Date posted: December 27, 2013
It is no secret that my bonds of affection with the honorable and wise religious leader Fethullah Gulen and his movement go back more than twenty years. Even in those sinister days of 28th of February [military coup], when the army generals spread fear, I did not jump on the bandwagon. To put it bluntly, I did not sell the [Gulen] community.
In those days when the secularists like me, guided by their old prejudices, raised a ruckus and labeled the community radical the author of these lines underlined again and again on the vital importance of this visionary leader and his remarkable movement.”
I repeatedly indicated how Mr. Gulen, starting out with a religious perspective, was conveying a message of civility, reconciliation, solidarity, and brotherhood/sisterhood. In the final analysis, his universal message and culture are revolutionary not just for Turkey, but for the entire Islamic world.
I also noted that [his message] is closely related to the Nur teachings of Bediuzzaman. As a result, while I continued to criticize the movement’s relative lack of transparency, lack of visible women, and the shallowness of its aesthetic criterion, my love and friendship for its leader continued.

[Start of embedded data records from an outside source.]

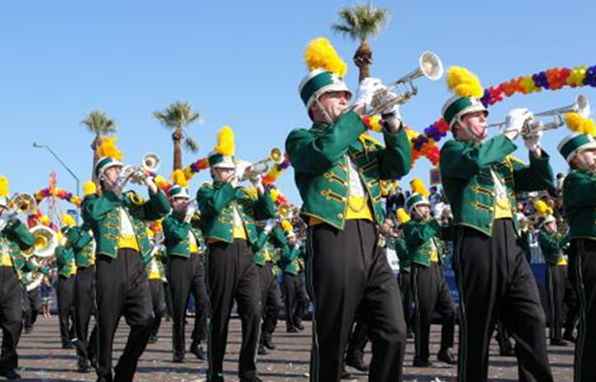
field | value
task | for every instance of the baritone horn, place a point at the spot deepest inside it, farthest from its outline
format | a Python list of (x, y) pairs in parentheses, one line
[(429, 66), (581, 106), (252, 171)]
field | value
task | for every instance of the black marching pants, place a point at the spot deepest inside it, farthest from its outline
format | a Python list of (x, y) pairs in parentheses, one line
[(65, 294), (233, 275), (85, 306), (270, 300), (556, 279), (159, 304), (122, 290), (582, 263), (431, 293), (495, 281), (11, 317), (186, 276), (347, 272)]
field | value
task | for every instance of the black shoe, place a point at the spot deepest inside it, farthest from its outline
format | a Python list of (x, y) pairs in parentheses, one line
[(269, 344), (262, 350), (446, 355), (346, 375), (357, 362), (558, 342), (198, 351), (421, 363), (9, 374)]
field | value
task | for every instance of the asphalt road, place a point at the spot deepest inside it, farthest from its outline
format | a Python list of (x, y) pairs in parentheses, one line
[(41, 358)]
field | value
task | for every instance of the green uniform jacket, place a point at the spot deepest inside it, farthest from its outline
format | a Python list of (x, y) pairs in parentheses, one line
[(80, 241), (419, 238), (175, 231), (552, 245), (102, 215), (579, 200), (268, 243), (65, 260), (320, 160), (469, 185), (17, 238), (217, 202)]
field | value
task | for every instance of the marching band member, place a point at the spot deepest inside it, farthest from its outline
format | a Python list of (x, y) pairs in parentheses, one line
[(270, 237), (552, 243), (65, 291), (117, 220), (579, 199), (229, 213), (80, 240), (337, 171), (185, 272), (14, 238), (429, 288), (480, 180)]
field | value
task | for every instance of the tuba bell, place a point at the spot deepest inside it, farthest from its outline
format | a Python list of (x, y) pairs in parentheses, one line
[(46, 241), (429, 66)]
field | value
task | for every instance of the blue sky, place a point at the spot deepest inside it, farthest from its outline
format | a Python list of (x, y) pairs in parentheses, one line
[(239, 63)]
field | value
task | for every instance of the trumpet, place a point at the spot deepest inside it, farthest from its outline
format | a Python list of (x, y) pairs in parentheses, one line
[(138, 174), (533, 126), (253, 170), (429, 66), (46, 241)]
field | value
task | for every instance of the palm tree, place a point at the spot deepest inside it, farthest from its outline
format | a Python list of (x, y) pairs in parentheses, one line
[(100, 124), (177, 117), (360, 23)]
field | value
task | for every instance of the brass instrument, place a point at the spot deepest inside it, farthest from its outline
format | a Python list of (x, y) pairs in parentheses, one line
[(253, 170), (46, 241), (532, 126), (429, 66)]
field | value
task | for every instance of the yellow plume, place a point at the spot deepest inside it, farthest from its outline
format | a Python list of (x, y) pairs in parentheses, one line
[(4, 186), (320, 54), (89, 188), (107, 148), (68, 220), (402, 216), (579, 124), (542, 209), (418, 186), (225, 141), (464, 83), (179, 178)]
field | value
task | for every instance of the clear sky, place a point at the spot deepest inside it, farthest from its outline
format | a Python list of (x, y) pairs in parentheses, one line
[(239, 63)]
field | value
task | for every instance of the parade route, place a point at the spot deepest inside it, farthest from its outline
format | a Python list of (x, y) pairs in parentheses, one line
[(42, 359)]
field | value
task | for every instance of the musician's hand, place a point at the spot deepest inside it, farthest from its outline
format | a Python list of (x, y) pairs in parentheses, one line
[(150, 183)]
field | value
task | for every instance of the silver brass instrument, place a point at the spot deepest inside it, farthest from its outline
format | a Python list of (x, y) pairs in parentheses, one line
[(429, 66), (138, 174), (252, 171), (46, 241), (580, 106)]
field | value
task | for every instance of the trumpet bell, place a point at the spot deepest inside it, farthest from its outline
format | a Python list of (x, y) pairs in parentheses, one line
[(46, 241)]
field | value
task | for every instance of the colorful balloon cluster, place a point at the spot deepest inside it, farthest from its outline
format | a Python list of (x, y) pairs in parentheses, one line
[(550, 79), (58, 193)]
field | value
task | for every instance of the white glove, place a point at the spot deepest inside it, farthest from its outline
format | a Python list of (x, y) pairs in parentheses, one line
[(532, 141), (190, 211), (150, 183), (367, 89), (515, 121), (269, 226)]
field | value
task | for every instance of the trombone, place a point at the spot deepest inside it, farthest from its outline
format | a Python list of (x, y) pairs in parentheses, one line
[(429, 66), (532, 126)]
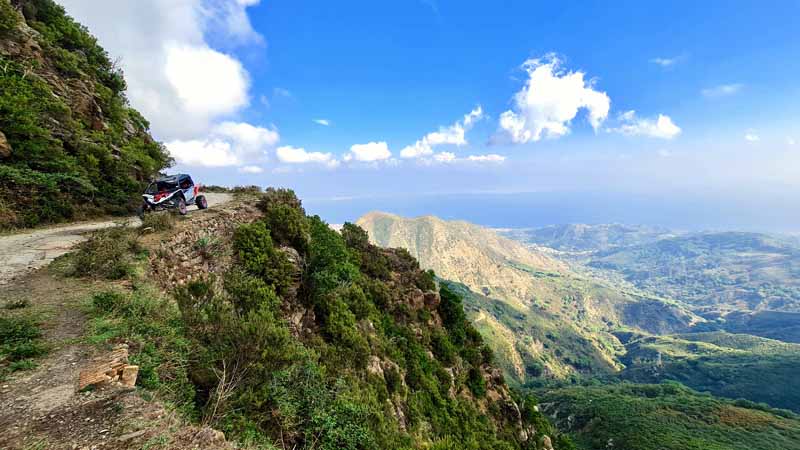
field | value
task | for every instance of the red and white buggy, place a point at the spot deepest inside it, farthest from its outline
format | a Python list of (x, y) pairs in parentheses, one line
[(172, 192)]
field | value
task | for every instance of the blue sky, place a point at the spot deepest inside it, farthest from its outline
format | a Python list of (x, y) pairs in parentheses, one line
[(233, 87)]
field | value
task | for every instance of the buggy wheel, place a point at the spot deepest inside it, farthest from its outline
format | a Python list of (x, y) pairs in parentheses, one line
[(201, 202), (182, 206)]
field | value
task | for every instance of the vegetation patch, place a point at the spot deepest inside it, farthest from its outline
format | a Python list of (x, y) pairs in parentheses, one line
[(20, 343), (159, 221), (667, 417), (77, 149), (109, 254)]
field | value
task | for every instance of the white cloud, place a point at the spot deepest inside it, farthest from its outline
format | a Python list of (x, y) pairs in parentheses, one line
[(251, 169), (281, 92), (661, 127), (227, 144), (175, 78), (213, 153), (370, 152), (487, 158), (449, 157), (665, 62), (295, 155), (549, 101), (444, 157), (722, 90), (455, 134), (669, 62)]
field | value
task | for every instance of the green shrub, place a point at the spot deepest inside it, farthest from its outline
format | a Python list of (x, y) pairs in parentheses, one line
[(8, 18), (20, 340), (156, 334), (285, 218), (162, 221), (476, 383), (17, 304), (59, 168), (259, 257), (106, 254)]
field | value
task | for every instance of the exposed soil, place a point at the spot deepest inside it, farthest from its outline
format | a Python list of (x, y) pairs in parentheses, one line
[(31, 250), (40, 408)]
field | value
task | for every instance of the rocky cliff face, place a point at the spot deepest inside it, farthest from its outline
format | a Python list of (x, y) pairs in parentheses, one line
[(463, 252), (70, 145), (381, 327)]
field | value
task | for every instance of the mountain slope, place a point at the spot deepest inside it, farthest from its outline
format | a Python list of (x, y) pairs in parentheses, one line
[(666, 417), (582, 237), (465, 253), (70, 145), (728, 271), (540, 317), (727, 365), (329, 342)]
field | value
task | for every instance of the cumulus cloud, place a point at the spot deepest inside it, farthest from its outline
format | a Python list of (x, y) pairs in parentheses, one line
[(175, 77), (370, 152), (661, 127), (487, 158), (664, 62), (448, 157), (294, 155), (444, 157), (455, 134), (751, 136), (227, 144), (549, 101), (192, 69), (668, 62), (281, 92), (722, 90), (251, 169)]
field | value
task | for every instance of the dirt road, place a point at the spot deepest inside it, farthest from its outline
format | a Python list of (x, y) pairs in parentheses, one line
[(31, 250)]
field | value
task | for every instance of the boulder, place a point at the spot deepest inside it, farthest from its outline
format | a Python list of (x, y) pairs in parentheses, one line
[(109, 368)]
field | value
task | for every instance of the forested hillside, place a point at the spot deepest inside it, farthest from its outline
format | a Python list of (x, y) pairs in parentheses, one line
[(725, 271), (728, 365), (70, 144), (542, 319), (667, 417)]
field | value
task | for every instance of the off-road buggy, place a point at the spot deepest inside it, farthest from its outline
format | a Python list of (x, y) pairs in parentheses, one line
[(172, 192)]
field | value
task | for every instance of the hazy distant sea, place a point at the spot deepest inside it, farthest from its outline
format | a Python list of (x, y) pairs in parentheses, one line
[(538, 209)]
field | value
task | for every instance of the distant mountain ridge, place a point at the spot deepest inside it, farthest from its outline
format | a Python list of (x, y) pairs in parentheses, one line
[(583, 237), (540, 317)]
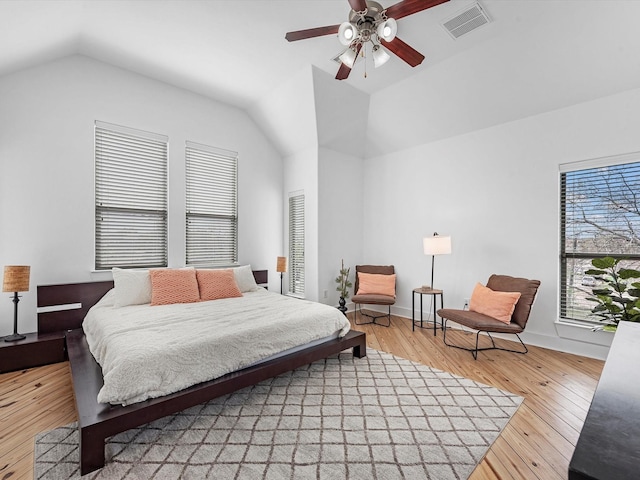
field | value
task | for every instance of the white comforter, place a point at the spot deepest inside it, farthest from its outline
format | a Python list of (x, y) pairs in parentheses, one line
[(147, 352)]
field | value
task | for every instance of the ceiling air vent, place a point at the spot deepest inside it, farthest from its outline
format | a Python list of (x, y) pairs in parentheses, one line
[(469, 19)]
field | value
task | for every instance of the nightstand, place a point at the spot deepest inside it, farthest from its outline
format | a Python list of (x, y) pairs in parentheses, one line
[(35, 350)]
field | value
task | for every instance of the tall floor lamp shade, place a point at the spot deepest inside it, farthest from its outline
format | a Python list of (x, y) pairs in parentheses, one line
[(436, 245), (281, 267), (16, 279)]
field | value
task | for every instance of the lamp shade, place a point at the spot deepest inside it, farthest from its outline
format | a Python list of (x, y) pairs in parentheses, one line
[(281, 265), (16, 278), (387, 30), (347, 32), (380, 57), (437, 245), (348, 57)]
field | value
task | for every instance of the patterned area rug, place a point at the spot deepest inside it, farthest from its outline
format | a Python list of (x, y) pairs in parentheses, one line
[(379, 417)]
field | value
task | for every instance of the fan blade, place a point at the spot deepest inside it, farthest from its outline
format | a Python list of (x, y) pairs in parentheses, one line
[(404, 51), (409, 7), (358, 5), (344, 71), (312, 32)]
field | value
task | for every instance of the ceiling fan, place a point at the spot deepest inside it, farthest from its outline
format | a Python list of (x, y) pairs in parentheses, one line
[(369, 22)]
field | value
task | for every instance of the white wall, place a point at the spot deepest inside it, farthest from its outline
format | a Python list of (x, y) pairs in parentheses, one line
[(495, 191), (340, 219), (46, 157)]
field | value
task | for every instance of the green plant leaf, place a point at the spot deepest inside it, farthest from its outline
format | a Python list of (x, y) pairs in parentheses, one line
[(592, 271), (604, 262), (627, 273)]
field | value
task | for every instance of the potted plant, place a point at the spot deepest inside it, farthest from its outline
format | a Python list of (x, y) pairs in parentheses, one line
[(343, 287), (617, 295)]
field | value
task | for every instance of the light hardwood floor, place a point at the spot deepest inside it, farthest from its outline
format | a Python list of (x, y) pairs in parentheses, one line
[(536, 444)]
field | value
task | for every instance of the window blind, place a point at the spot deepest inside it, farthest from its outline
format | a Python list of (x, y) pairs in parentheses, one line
[(599, 216), (296, 244), (130, 197), (212, 205)]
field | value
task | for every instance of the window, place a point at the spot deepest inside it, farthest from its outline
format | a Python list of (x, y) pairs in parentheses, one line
[(130, 197), (296, 244), (600, 215), (212, 205)]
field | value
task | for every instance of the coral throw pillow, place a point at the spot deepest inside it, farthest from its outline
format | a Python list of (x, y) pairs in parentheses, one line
[(216, 284), (174, 286), (499, 305), (376, 284)]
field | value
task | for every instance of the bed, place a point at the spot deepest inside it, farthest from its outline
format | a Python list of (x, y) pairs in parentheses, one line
[(64, 307)]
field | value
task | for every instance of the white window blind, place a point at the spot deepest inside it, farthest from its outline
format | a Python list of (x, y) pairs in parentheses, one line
[(296, 244), (212, 205), (600, 216), (130, 197)]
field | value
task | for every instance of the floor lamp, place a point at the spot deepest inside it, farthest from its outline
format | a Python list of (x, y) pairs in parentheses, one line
[(16, 279), (281, 267), (436, 245)]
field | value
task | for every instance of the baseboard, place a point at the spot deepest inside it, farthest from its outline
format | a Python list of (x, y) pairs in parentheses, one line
[(535, 339)]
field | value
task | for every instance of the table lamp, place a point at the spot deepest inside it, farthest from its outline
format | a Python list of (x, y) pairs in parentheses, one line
[(16, 279), (436, 245), (281, 267)]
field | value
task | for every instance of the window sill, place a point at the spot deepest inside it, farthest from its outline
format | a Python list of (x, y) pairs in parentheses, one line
[(582, 333)]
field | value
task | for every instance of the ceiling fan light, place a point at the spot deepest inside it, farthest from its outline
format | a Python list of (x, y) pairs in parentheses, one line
[(380, 57), (387, 30), (347, 33), (348, 57)]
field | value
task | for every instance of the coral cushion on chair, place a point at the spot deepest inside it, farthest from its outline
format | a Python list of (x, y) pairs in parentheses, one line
[(499, 305), (376, 284), (174, 286), (217, 284)]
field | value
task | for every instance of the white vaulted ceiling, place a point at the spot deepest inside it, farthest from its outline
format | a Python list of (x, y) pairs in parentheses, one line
[(534, 56)]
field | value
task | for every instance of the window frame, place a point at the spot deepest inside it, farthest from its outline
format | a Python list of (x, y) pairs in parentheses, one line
[(296, 224), (210, 208), (130, 231), (564, 305)]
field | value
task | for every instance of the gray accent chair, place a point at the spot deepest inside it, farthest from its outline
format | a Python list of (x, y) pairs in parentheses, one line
[(487, 324), (372, 299)]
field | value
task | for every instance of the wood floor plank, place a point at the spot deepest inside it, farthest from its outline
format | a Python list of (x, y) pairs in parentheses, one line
[(536, 444)]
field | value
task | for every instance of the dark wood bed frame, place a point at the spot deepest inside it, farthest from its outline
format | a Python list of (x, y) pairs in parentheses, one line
[(98, 421)]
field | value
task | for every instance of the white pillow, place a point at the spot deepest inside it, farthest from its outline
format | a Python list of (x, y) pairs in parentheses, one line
[(244, 278), (132, 287)]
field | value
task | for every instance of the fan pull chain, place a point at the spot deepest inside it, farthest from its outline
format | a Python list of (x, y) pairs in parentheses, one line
[(364, 58)]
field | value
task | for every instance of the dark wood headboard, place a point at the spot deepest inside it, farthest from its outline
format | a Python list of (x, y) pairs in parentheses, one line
[(63, 307)]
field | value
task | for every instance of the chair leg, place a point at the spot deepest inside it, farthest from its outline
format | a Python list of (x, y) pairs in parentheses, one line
[(374, 318), (474, 351)]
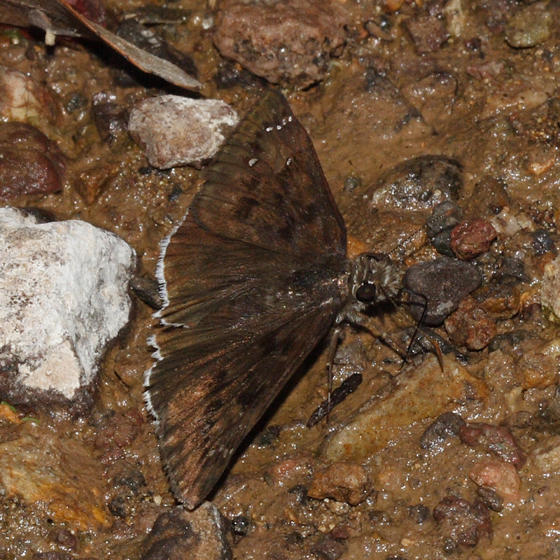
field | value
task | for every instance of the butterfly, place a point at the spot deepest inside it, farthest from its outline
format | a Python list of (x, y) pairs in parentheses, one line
[(252, 279)]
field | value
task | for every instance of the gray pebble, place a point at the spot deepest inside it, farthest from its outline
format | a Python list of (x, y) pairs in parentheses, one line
[(440, 284), (419, 183)]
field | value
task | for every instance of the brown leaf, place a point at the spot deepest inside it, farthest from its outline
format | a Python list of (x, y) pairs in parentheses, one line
[(57, 17)]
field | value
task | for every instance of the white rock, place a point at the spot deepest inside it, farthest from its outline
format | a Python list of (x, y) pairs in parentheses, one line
[(176, 130), (63, 297), (550, 288)]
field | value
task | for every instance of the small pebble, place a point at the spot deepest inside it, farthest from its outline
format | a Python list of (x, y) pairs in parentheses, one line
[(419, 183), (343, 482), (529, 26), (499, 476), (29, 162), (490, 498), (494, 439), (69, 303), (176, 130), (179, 534), (447, 424), (470, 239), (443, 283), (464, 523), (444, 218), (428, 32), (470, 326)]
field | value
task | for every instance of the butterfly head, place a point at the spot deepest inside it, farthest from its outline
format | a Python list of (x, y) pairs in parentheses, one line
[(375, 279)]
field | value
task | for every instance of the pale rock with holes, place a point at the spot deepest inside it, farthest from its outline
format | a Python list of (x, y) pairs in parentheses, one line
[(63, 298)]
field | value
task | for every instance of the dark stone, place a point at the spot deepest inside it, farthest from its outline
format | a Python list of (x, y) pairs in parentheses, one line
[(439, 286), (448, 424), (300, 491), (146, 288), (268, 436)]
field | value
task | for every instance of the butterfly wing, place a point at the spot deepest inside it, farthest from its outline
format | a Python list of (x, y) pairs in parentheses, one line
[(251, 286)]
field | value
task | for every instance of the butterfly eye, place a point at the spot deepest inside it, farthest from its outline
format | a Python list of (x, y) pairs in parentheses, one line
[(366, 292)]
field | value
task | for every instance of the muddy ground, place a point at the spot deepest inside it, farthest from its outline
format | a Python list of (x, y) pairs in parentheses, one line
[(392, 474)]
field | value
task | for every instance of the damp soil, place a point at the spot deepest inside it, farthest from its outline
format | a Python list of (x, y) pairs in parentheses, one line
[(391, 474)]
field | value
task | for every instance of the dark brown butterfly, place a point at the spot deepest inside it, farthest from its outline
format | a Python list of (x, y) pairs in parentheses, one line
[(255, 277)]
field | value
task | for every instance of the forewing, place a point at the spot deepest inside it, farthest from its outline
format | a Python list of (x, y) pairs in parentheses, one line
[(266, 187), (251, 283)]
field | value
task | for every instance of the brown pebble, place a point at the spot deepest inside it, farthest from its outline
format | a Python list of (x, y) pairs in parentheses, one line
[(282, 41), (343, 482), (491, 498), (447, 424), (470, 325), (26, 171), (499, 476), (29, 162), (494, 439), (471, 238)]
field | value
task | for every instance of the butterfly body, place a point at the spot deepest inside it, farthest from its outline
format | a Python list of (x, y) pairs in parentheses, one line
[(253, 278)]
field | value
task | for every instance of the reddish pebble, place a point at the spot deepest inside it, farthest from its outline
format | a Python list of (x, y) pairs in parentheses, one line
[(29, 162), (501, 477), (470, 325), (471, 238)]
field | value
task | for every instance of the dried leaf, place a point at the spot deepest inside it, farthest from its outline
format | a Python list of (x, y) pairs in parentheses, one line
[(57, 17)]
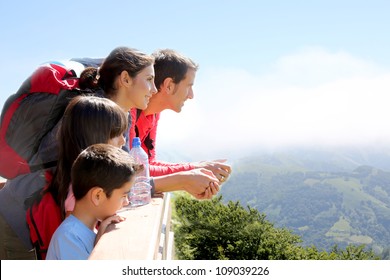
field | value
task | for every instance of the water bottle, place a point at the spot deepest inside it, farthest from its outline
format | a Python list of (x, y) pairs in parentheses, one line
[(140, 192)]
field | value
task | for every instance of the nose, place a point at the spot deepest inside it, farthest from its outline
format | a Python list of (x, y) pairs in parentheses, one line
[(154, 89), (191, 94), (126, 201), (123, 140)]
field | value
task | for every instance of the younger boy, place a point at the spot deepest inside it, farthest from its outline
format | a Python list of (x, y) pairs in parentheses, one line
[(102, 176)]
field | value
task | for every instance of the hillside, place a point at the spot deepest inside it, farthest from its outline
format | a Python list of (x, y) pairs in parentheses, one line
[(326, 198)]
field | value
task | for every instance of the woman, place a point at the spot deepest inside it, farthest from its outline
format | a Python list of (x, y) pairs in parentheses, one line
[(127, 77)]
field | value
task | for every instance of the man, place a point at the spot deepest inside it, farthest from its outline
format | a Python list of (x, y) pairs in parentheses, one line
[(174, 78)]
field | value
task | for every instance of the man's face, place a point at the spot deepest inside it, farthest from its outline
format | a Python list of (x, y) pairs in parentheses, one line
[(183, 91)]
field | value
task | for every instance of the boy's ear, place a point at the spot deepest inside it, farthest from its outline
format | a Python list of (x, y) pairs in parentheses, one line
[(97, 195), (168, 85)]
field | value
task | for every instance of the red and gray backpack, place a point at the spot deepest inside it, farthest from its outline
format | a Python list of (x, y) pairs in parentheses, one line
[(31, 113)]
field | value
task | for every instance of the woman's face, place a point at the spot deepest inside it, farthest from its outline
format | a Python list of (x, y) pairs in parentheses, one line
[(142, 88)]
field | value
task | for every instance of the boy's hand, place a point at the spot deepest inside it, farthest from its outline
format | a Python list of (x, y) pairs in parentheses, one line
[(105, 223)]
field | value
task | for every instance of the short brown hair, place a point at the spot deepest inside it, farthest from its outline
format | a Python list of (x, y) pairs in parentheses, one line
[(102, 165)]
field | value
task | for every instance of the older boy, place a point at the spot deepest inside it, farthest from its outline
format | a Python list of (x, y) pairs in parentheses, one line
[(102, 176)]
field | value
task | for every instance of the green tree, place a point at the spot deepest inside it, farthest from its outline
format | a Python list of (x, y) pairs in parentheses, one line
[(213, 230)]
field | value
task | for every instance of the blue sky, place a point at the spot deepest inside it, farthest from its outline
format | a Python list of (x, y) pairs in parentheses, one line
[(272, 73)]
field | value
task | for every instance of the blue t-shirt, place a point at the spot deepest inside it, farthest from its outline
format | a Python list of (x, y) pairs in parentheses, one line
[(72, 240)]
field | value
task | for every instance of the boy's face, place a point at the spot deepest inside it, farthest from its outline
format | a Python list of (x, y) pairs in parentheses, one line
[(117, 200)]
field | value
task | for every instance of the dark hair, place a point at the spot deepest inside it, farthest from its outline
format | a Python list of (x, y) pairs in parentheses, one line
[(102, 165), (87, 120), (171, 64), (119, 60)]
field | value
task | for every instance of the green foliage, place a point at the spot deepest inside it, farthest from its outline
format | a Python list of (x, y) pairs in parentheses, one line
[(323, 202), (213, 230)]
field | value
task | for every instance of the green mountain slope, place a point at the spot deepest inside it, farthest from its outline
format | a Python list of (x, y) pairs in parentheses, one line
[(326, 200)]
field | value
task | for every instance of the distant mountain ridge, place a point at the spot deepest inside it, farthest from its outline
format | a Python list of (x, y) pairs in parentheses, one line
[(326, 196)]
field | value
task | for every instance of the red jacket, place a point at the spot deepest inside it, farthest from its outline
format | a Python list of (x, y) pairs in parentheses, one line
[(145, 127)]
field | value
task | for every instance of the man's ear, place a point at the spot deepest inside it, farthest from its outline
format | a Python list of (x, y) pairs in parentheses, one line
[(168, 85), (97, 195)]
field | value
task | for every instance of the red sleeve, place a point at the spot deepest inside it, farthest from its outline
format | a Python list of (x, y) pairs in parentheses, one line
[(133, 113), (158, 168)]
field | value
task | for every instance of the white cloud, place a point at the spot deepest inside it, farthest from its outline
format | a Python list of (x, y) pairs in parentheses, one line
[(308, 98)]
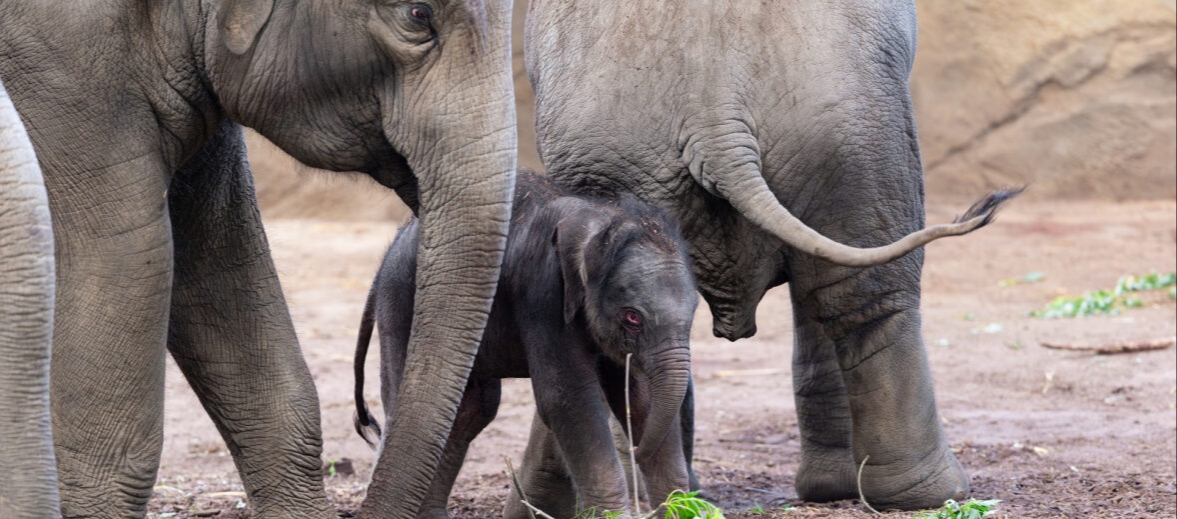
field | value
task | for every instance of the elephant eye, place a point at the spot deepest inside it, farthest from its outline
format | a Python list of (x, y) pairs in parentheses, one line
[(421, 13), (631, 319)]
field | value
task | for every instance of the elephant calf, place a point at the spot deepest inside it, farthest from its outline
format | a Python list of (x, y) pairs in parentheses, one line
[(584, 283)]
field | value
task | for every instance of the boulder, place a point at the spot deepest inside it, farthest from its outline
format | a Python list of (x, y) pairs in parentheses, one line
[(1077, 98)]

However, to be honest, I should also add the rumors that the prosecutors and judges of the Ergenekon and Balyoz [coup attempt] cases are connected with the Gulen movement.
It does not matter how much of a grudge I bear against the defendants, for the lopsidedness of penalties always prick my conscience.
If these rumors are to some extent true, then I want to think that they are contrary to Gulen’s personal will, as I have no doubt about his sense of justice.
But as I said, presumption (about the movement’s or Gulen’s involvement in those trials) is only an assertion. However, as the attempts to defame the movement are a reality, any criticism remains unreliable, except for one: the lack of transparency.
You probably guessed right: I wrote these lines because of the conflicts between Mr. Gulen/the Hizmet movement and the AKP government due to the latter’s initiative to close down the prep schools.
This decision can neither be upheld nor be approved for three reasons.
First, it is not a matter of these schools being something ennobling in essence; rather, it is a matter of the shortcomings of the current Turkish education system making them mandatory. Therefore, it would be disastrous to close them down.
Second, closing these schools down by means of a suddenly announced decision and without establishing any consultation mechanisms can only be considered another example of Prime Minister Recep Tayyip Erdogan’s ever-growing authoritarian governing style. Not even the military governments ever touched the movement’s schools.
And finally, one would either be very naive or extremely partisan to think that this attempt is innocent, that there are no secret plans to finish off the Hizmet movement.
In any case, all of this leads to the same conclusion: Under Erdogan’s leadership, the government is becoming an intolerant one-man tyranny in its attempt to fulfill his social engineering vision.
However, I am obliged to play the devil’s advocate and adopt a fair approach.
I believe that the 2004 National Security Council’s brief and the reports profiling the Hizmet Movement in following years were not implemented, although the government members who signed and subsequently hid them were unethical.
To tell the truth, except for the last few months of the AKP’s governance, one cannot say that any compulsive, confiscatory, or spiritual measures have been taken against the movement at all.
I trust that Fethullah Gulen Hocaefendi, with his endless sense of fairness, is aware of this situation. He feels offended firstly because the government signed it without hesitation, and secondly because it has profiled [both him and the movement].
In any case, resisting the closure of the movement’s prep schools is the same as resisting an authoritarian course of events!